What are the main purposes of a column base in structural design?

A column base serves three primary purposes: it distributes the concentrated load from the steel column over a sufficient bearing area to prevent excessive contact stresses in the concrete, maintains the column's alignment during and after erection, and transfers bending moments or horizontal shear forces into the concrete pedestal, which is particularly crucial under wind and seismic loading.

What are the different types of column bases and their applications?

Column bases are classified into several types: slab bases are used for concentrically loaded columns with light to moderate loads; gusset bases are for heavily loaded columns or where bending moments are present; welded bases are for moment-resisting frames requiring full fixity; and grillage footings are used in soft ground conditions where large concrete blocks are uneconomical.

How is the slab base design procedure structured according to Duggal?

The slab base design procedure involves several steps: first, assume a suitable allowable bearing pressure based on the concrete grade; second, compute the required area of the base plate; third, select the plate dimensions; fourth, calculate the actual bearing pressure; and finally, determine the overhangs and compute the minimum plate thickness using the derived thickness formula.

What is the significance of gusset plates in gusset base design?

Gusset plates are significant in gusset base design as they increase the active bearing area without necessitating an excessively thick base plate. This design allows for a more efficient load transmission, where the column load is partly supported by direct bearing at the column end and partly through the gusset plates and angles to the base plate, resulting in a thinner base plate compared to a slab base.

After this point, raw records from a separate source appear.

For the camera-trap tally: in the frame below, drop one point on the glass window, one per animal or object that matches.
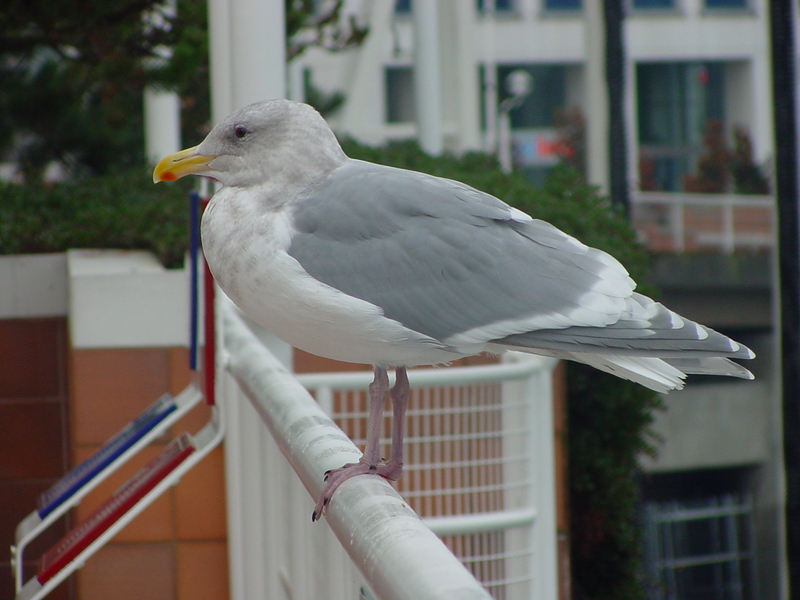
(540, 107)
(676, 104)
(732, 4)
(400, 95)
(562, 4)
(649, 4)
(499, 5)
(700, 549)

How does eccentric loading affect base plate design?

Eccentric loading introduces complexity in base plate design because the bearing pressure under the plate is no longer uniform. The combined stress at any point can be calculated using the formula that accounts for both the axial load and the bending moment, leading to different design cases based on the level of eccentricity. Each case dictates specific approaches for determining the bearing stress distribution and thickness.

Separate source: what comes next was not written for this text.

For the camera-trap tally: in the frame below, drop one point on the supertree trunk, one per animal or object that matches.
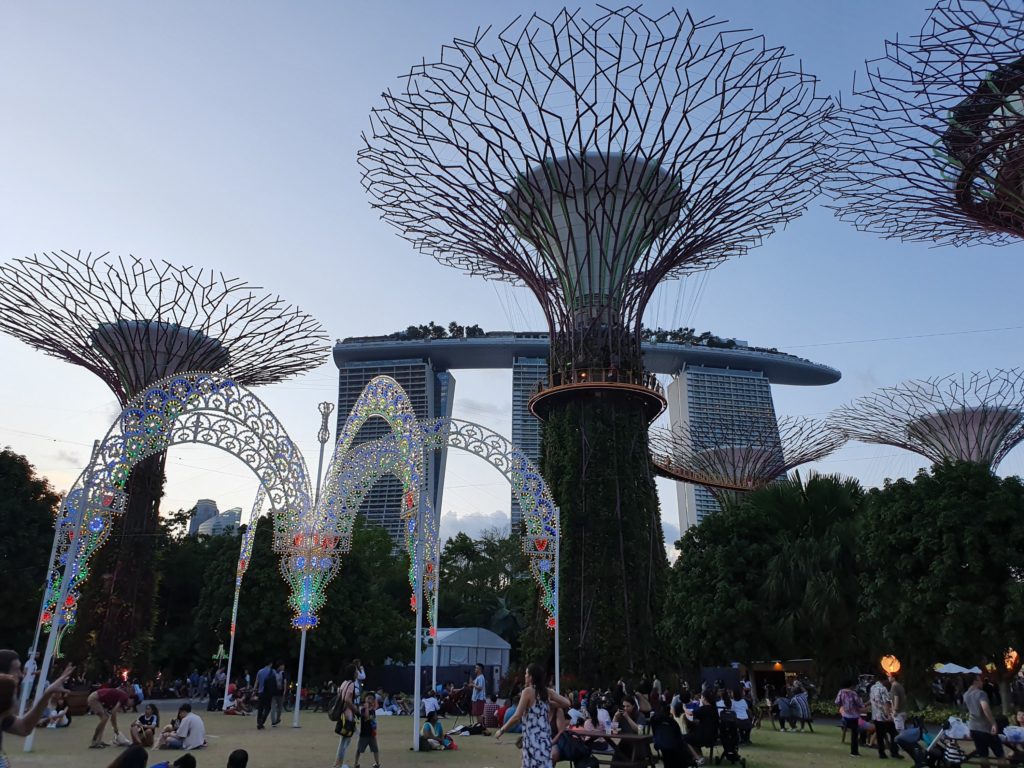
(613, 565)
(119, 607)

What is the derived thickness formula for slab bases according to Duggal?

The derived thickness formula for slab bases is given by t = √(3w(a² − μb²) / σ_bs), where 't' is the minimum thickness of the slab base, 'w' is the intensity of bearing pressure, 'a' and 'b' are the overhang dimensions, 'μ' is Poisson's ratio, and 'σ_bs' is the permissible bending stress in the base. This formula helps ensure the slab base can adequately support the loads.

What is the role of anchor bolts in the design of column bases?

Anchor bolts play a crucial role in the design of column bases by securing the column to the foundation and resisting uplift forces. When a column is subjected to eccentric loading, the anchor bolts must be designed to withstand significant tensile forces, especially when the eccentricity exceeds certain limits, requiring careful analysis of the forces acting on them to ensure structural stability.